Much of the sophisticated equipment and software which is available requires animals (mostly mice) to be placed in either a novel environment or single housing which may both compromise and confound model validation in addition to being detrimental to animal welfare.
Many current tests involve removing animals from their usual environment and placing them in a piece of equipment to monitor their activity e.g. the rotarod to measure locomotion. Recently, much publicity has been given to available ‘home cage’ systems. However, many of those available on the market are not the same as the caging animals are reared in. Mice have to be removed from their true home cage and are often placed in unfamiliar cages in different rooms, with different enrichment regimes and handlers.
Almost none of the equipment available on the market allows the simultaneous tracking of multiple animals and requires mice to be singly housed for the period of the test. Social isolation (singly housing) has been reported to affect mouse behaviours. Moreover, it is difficult, impractical and disruptive to rehouse male mice into groups after an experiment.
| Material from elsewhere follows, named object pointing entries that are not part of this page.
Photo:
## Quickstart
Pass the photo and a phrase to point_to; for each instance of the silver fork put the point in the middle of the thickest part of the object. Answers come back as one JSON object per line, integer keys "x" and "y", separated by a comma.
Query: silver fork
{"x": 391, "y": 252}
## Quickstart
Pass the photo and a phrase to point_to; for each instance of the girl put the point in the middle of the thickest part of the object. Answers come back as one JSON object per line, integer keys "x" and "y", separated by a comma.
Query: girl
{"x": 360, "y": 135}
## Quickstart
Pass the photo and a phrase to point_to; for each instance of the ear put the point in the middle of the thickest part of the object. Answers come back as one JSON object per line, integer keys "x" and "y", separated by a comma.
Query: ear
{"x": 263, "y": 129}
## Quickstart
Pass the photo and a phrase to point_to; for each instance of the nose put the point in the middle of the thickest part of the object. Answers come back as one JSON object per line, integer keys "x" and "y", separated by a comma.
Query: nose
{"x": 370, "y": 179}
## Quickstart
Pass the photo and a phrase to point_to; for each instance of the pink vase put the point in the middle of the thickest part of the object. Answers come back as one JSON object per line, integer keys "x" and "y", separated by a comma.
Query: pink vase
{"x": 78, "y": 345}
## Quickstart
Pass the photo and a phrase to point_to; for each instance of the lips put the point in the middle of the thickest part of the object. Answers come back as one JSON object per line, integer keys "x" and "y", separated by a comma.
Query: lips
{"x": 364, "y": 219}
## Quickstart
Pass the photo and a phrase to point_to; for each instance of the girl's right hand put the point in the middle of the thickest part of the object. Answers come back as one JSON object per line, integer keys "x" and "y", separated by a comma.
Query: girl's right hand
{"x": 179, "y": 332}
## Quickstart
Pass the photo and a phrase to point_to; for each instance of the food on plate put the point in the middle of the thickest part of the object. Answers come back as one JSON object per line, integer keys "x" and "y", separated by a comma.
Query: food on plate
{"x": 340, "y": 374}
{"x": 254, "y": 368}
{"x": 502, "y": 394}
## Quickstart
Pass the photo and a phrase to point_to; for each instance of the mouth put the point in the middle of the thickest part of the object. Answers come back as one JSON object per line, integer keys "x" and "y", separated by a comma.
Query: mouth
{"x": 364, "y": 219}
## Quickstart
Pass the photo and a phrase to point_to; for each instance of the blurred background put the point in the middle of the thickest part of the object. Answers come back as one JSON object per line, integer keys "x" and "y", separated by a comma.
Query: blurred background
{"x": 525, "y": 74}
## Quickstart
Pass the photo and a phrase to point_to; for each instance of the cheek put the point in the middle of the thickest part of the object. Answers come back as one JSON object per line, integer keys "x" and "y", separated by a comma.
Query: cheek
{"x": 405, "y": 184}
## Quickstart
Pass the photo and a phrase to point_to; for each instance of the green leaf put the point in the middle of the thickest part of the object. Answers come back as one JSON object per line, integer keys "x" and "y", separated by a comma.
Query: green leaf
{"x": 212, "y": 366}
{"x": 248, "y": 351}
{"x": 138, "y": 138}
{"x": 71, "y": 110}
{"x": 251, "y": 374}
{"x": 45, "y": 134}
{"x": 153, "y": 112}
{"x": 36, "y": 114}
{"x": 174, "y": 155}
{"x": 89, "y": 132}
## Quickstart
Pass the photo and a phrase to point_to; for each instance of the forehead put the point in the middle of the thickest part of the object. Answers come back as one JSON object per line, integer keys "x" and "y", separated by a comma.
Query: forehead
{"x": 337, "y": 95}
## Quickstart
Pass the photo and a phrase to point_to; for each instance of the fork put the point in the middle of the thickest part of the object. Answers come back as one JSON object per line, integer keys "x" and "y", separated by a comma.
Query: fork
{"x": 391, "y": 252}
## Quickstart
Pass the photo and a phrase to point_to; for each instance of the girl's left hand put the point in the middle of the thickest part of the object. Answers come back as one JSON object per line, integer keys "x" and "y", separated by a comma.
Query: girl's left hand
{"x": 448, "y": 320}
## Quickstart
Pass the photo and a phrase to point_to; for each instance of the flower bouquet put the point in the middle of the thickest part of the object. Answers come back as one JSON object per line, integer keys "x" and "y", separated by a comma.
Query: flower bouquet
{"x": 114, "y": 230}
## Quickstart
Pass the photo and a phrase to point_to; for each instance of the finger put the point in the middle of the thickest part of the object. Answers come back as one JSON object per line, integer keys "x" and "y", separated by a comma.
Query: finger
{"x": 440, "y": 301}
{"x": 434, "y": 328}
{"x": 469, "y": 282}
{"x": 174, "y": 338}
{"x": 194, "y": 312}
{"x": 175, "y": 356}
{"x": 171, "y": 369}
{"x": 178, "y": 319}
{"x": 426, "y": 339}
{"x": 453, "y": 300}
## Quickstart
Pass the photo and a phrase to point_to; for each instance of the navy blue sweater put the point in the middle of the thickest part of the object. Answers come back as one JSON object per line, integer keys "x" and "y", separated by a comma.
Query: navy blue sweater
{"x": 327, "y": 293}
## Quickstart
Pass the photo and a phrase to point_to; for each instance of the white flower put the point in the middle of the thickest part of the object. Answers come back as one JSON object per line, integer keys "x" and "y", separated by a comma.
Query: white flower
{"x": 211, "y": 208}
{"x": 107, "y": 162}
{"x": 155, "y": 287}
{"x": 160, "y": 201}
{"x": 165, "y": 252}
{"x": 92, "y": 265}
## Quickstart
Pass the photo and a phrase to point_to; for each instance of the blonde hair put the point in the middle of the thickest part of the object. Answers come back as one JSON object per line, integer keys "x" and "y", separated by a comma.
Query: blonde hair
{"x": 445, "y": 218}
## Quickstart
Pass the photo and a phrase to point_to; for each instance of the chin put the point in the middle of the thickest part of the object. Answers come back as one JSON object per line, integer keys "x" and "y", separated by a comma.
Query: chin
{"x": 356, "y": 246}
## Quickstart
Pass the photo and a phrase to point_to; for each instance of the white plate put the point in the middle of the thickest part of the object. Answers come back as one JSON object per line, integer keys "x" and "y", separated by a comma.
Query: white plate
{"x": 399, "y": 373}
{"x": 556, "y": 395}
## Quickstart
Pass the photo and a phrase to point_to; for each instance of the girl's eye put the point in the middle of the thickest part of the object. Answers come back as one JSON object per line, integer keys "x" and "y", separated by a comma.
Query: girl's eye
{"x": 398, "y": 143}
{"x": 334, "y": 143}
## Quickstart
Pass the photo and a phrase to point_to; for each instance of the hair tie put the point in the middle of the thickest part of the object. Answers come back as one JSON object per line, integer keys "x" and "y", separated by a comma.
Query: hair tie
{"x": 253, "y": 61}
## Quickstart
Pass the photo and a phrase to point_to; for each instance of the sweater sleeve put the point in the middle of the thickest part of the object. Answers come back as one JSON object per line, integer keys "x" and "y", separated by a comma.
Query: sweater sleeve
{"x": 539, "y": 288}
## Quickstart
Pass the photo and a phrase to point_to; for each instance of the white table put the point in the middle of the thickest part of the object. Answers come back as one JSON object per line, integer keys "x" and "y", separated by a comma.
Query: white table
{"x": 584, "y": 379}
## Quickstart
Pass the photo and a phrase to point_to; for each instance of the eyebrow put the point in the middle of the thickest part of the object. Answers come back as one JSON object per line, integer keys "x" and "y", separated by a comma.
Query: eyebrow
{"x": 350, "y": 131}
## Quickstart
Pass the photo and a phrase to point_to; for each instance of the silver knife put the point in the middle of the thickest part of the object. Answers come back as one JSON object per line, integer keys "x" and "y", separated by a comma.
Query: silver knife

The development of an automated, non-surgical system will impact on refinement and reduction of studies using mouse models of nervous system disorders. These are disease models where pain, suffering and lasting harm can be difficult to assess and where earlier humane endpoints and interventions are needed. Additionally, animals would not need to be moved to unfamiliar cages or be singly housed for testing. Fewer animals would be needed because less variable data would be obtained from individuals.
The caging system used by MRC Harwell, the sponsor of this Challenge, is the most common in the UK and represents large potential for uptake of the solution. More broadly, the technology could impact in other fields e.g. metabolism, where mechanisms leading to weight changes (altered activity or food intake) could be investigated.
Phase 1 winners
Project teams led by:
- Professor Douglas Armstrong, Actual Analytics, £100,000.
- Dr Valter Tucci, Istituto Italiano di Tecnologia, £99,150.
- Professor York Winter, PhenoSys GmbH, £100,000.
Phase 2 winner
Project team led by:
- Professor Douglas Armstrong, Actual Analytics, £500,000.